Manyetik teknoloji nasıl işliyor?
BiVACOR total yapay kalp, Queensland Üniversitesi’nden Dr. Daniel Timms tarafından geliştirildi. Cihaz, manyetik kaldırma teknolojisi sayesinde insan kalbinin doğal kan pompalama işlevini taklit ediyor. Hem sağ hem de sol karıncık görevini üstlenen sistem, vücuda kesintisiz kan akışı sağlıyor. Bu teknoloji özellikle biventriküler kalp yetmezliği olan ve nakil için donör bulunamayan hastalar için tasarlandı.
Avustralya hükümetinden 50 milyon dolarlık destek
Projenin arkasındaki ekip, Avustralya hükümetinin 50 milyon dolarlık finansmanıyla hareket ediyor. BiVACOR’un ticarileştirilmesi ve yaygınlaştırılması için çalışmalar sürerken, yetkililer bu teknolojinin kalp nakli bekleyen 100 bin hasta için çözüm olabileceğini vurguluyor.
ABD’deki denemeler neden başarısız olmuştu?
BiVACOR, insanlı denemelerde altıncı kez kullanıldı. Daha önce ABD’deki beş hastada test edilen cihaz, nakil öncesi en fazla 27 gün kullanılabilmişti. Ancak Avustralya’daki hasta, donör kalp bulunana kadar cihazla yaşayarak rekor kırdı. Uzmanlar, bu başarının teknik iyileştirmeler ve hasta takip protokollerinin geliştirilmesi sayesinde geldiğini belirtiyor.
Kalp naklinde küresel dönüşüm mümkün mü?
St Vincent's Hastanesi’nden Prof. Chris Hayward, yapay kalbin 10 yıl içinde kalıcı bir çözüm haline gelebileceğini öngörüyor. Hayward, “Bu teknoloji, özellikle organ bağışı az olan ülkelerde devrim yaratacak. BiVACOR sayesinde hastalar yıllarca sağlıklı yaşayabilir” ifadelerini kullandı.

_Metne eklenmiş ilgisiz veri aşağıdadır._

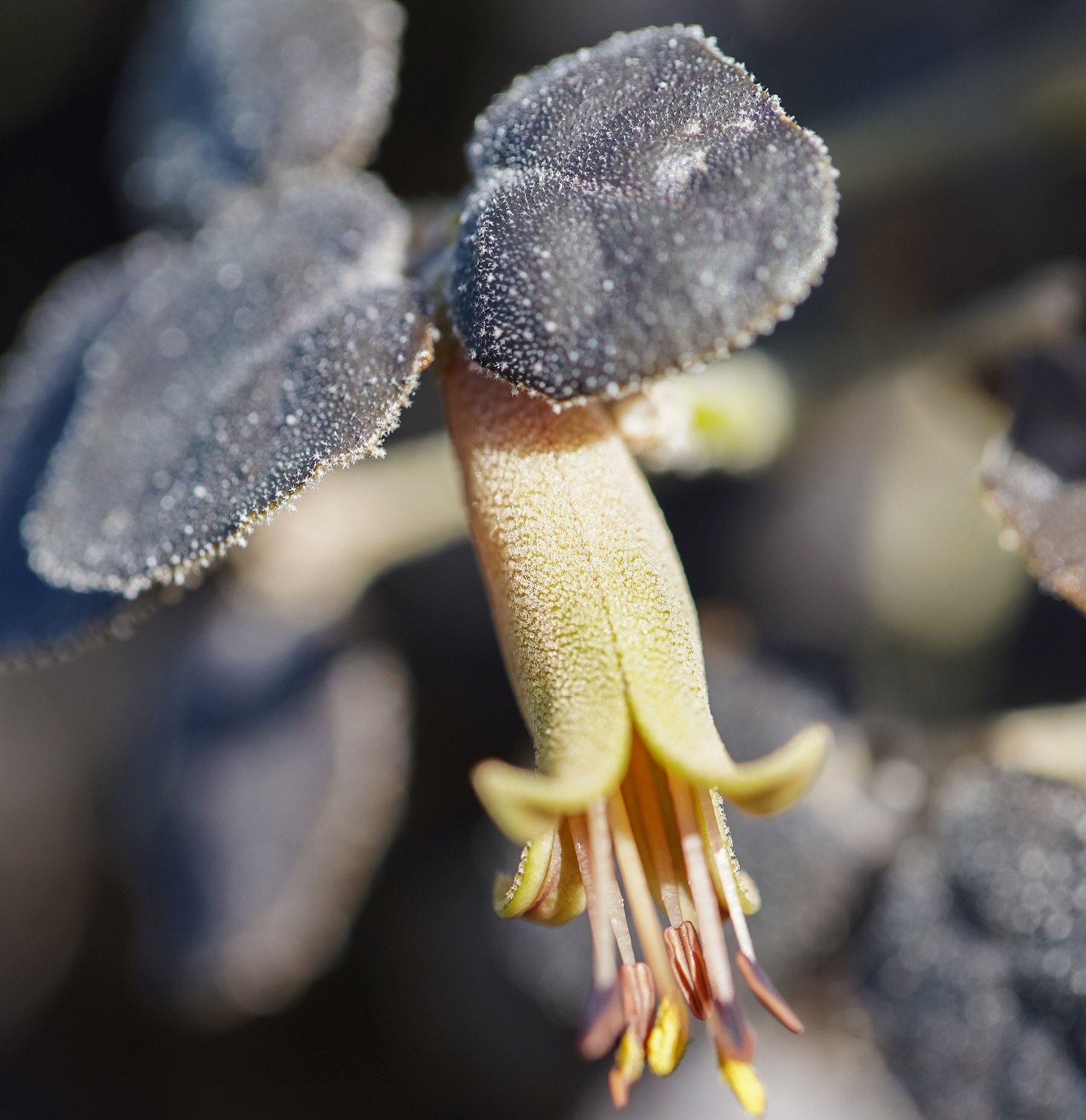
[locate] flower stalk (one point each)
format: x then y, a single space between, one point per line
600 640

Uzun vadeli başarı için zorluklar devam ediyor
Queensland Üniversitesi’nden Prof. David Colquhoun, yapay kalbin 3.000 günlük donör kalp performansına ulaşması gerektiğine dikkat çekti. Colquhoun, “Şu anki cihazlar mekanik aşınma riski taşıyor. Manyetik sistemin uzun vadeli dayanıklılığı henüz kanıtlanmadı” uyarısında bulundu. Ayrıca, kalp ilaçlarındaki gelişmelerin hastalık yükünü azaltsa da, kronik kalp yetmezliğinin hala önemli bir ölüm nedeni olduğunu ekledi.

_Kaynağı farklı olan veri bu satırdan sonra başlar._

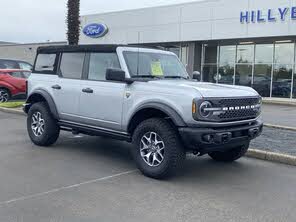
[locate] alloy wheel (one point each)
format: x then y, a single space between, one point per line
3 96
152 149
37 124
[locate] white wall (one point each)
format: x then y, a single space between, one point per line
207 20
24 52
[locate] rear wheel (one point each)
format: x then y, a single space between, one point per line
157 150
42 127
230 155
4 95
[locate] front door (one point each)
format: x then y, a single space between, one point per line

Avustralya’da kalp hastalığı istatistikleri çarpıcı
1967-68 döneminde 11 milyon nüfuslu Avustralya’da yılda 47.000 kişi kalp hastalığından hayatını kaybederken, 2022’de 26 milyon nüfusta bu sayı 45.000’e düştü. Rakamlar, tedavideki ilerlemelere rağmen kardiyovasküler sorunların ciddiyetini koruduğunu gösteriyor.
Yapay kalbin gelecekteki rolü
Monash Üniversitesi öncülüğünde yürütülen Artificial Heart Frontiers Programı, Avustralya’da seri halinde yapay kalp nakillerini planlıyor. İlk vakanın başarısı, projenin diğer aşamaları için umut verdi. Önümüzdeki beş yıl içinde 20 hastada daha denenecek olan teknoloji, başarılı olursa ABD ve Avrupa’da da onay alabilecek.